At a previous jam I built a game that you can only play using Xbox 360 controllers connected to a PC or a Mac with third-party drivers installed. I’m not even sure how to play it any more. This time I was determined to release something playable on any device, from the junkiest smartphone to the latest quad-SLI-magma-powered-quintillion-MHz beast of a machine. Web tech was a natural fit – if you have a browser, you can play Hexahedral.
I restricted myself to cubes, but those cubes had to look nice. Liberal use of CSS transitions and a pretty theme plucked from Adobe Color was just the ticket.

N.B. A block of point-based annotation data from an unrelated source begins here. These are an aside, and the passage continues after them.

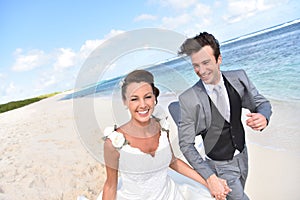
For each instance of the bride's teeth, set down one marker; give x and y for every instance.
(143, 112)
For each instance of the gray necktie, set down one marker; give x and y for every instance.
(221, 102)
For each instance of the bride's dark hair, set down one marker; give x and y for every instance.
(138, 76)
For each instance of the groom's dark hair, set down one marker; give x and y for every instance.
(195, 44)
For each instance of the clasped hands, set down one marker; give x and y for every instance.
(256, 121)
(218, 187)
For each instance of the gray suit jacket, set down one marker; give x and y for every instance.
(196, 114)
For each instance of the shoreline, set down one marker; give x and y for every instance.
(43, 157)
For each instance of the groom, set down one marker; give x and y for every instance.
(212, 108)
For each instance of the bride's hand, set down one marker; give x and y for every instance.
(226, 187)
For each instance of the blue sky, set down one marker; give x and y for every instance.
(45, 42)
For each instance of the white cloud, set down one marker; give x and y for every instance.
(174, 22)
(239, 10)
(201, 10)
(177, 4)
(145, 17)
(25, 62)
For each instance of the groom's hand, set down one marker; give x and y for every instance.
(217, 187)
(256, 121)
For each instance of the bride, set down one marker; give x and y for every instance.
(138, 154)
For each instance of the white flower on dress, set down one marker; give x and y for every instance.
(118, 140)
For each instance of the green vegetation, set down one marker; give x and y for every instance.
(17, 104)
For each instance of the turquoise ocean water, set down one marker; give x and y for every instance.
(271, 59)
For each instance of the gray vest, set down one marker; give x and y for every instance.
(222, 137)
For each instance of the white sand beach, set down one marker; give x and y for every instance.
(42, 156)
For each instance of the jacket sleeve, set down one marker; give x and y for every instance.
(253, 100)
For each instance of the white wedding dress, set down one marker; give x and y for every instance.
(147, 177)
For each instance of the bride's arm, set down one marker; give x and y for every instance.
(183, 168)
(111, 157)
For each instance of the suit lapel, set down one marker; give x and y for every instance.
(204, 101)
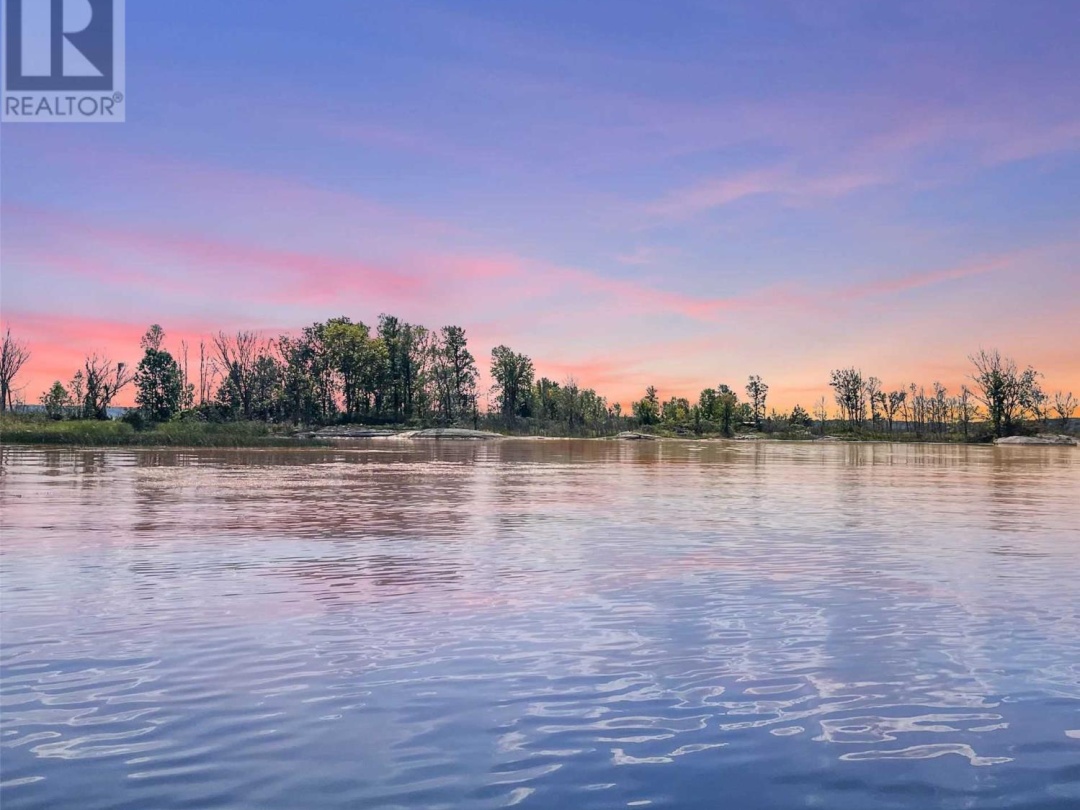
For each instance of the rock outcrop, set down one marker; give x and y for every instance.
(352, 431)
(450, 433)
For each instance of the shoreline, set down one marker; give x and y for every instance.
(347, 443)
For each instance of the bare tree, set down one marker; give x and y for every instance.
(1004, 390)
(821, 413)
(873, 389)
(104, 379)
(238, 356)
(756, 392)
(850, 394)
(1065, 404)
(13, 356)
(967, 410)
(891, 403)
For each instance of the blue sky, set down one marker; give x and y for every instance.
(632, 192)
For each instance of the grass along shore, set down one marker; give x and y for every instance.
(116, 433)
(36, 429)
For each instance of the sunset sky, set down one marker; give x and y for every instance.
(630, 192)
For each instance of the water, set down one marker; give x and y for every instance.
(577, 624)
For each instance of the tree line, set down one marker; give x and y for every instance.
(342, 370)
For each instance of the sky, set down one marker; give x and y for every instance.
(632, 193)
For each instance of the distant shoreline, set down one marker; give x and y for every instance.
(247, 435)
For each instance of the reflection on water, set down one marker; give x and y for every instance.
(543, 624)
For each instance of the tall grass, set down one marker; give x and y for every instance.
(92, 433)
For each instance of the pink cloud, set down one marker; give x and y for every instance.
(717, 192)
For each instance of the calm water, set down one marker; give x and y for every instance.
(574, 624)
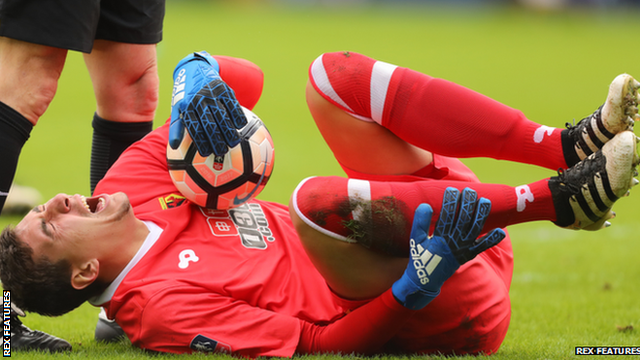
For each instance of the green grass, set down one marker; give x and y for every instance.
(569, 288)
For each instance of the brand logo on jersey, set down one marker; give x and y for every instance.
(205, 344)
(247, 220)
(538, 136)
(178, 87)
(186, 257)
(218, 163)
(171, 201)
(423, 261)
(524, 194)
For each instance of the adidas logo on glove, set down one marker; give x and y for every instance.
(423, 261)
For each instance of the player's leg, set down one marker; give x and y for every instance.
(378, 215)
(126, 96)
(29, 81)
(451, 120)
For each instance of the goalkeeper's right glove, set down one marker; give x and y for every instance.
(454, 242)
(205, 105)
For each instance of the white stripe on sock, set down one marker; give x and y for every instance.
(360, 199)
(321, 79)
(380, 79)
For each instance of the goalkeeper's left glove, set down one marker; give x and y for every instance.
(205, 105)
(454, 242)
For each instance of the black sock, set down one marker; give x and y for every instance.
(14, 132)
(110, 139)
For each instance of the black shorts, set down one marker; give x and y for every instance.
(74, 24)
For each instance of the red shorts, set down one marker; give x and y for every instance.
(472, 313)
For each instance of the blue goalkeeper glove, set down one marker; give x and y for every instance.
(204, 105)
(454, 242)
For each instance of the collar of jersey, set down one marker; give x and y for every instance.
(154, 233)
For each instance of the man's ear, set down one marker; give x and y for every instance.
(83, 276)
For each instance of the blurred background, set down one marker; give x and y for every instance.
(551, 59)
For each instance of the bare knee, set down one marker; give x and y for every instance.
(128, 93)
(351, 270)
(30, 76)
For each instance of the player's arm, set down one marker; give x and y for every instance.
(432, 261)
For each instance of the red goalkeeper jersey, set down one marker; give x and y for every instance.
(239, 281)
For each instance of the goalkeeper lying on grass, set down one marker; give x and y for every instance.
(349, 265)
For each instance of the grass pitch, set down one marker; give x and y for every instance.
(569, 288)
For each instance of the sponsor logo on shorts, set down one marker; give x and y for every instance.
(205, 344)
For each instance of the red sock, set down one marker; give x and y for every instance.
(379, 214)
(434, 114)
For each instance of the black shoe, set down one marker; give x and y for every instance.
(107, 330)
(584, 194)
(23, 338)
(618, 114)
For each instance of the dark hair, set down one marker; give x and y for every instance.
(39, 285)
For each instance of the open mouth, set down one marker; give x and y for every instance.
(94, 204)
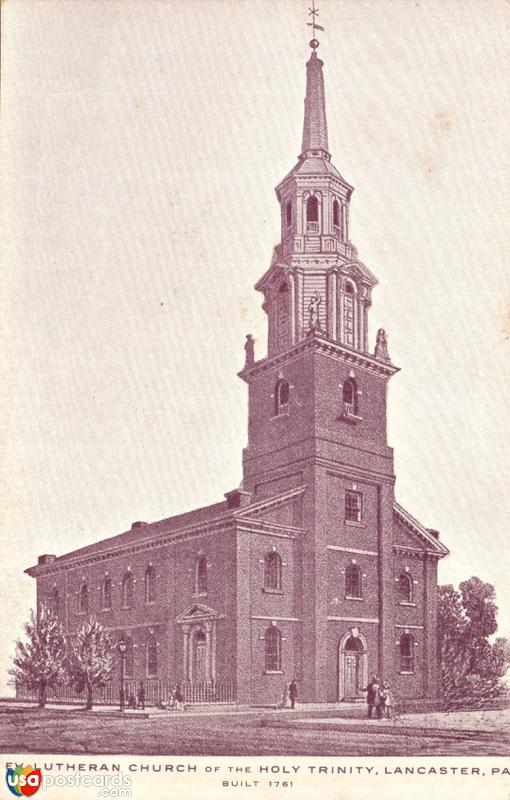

Nothing is more disheartening than players dismissing a genuinely fun game because it looks like a spreadsheet.
Hours (or at least ten minutes) of Fun
Quick demos are often the most one can expect from a weekend hackathon, but I wanted a game that a player could spend a half hour on. This meant lots of levels. I kept the level format simple, with ASCII characters representing the state of each square. Adding levels was as easy as chucking a new object into the
levels array. In the end I had 30 levels with difficulty ramping up from stupid easy to moderately puzzling.
It turned out well. It’s fun, a decent challenge, and it loads lickety-split on iPhones and desktops alike. As a bonus it got picked up by Red Bull Mind Gamers where you can play it along with other solid noodle-scratchers. The source code is also available on GitHub for perusing / critiquing / stealing and claiming as your own.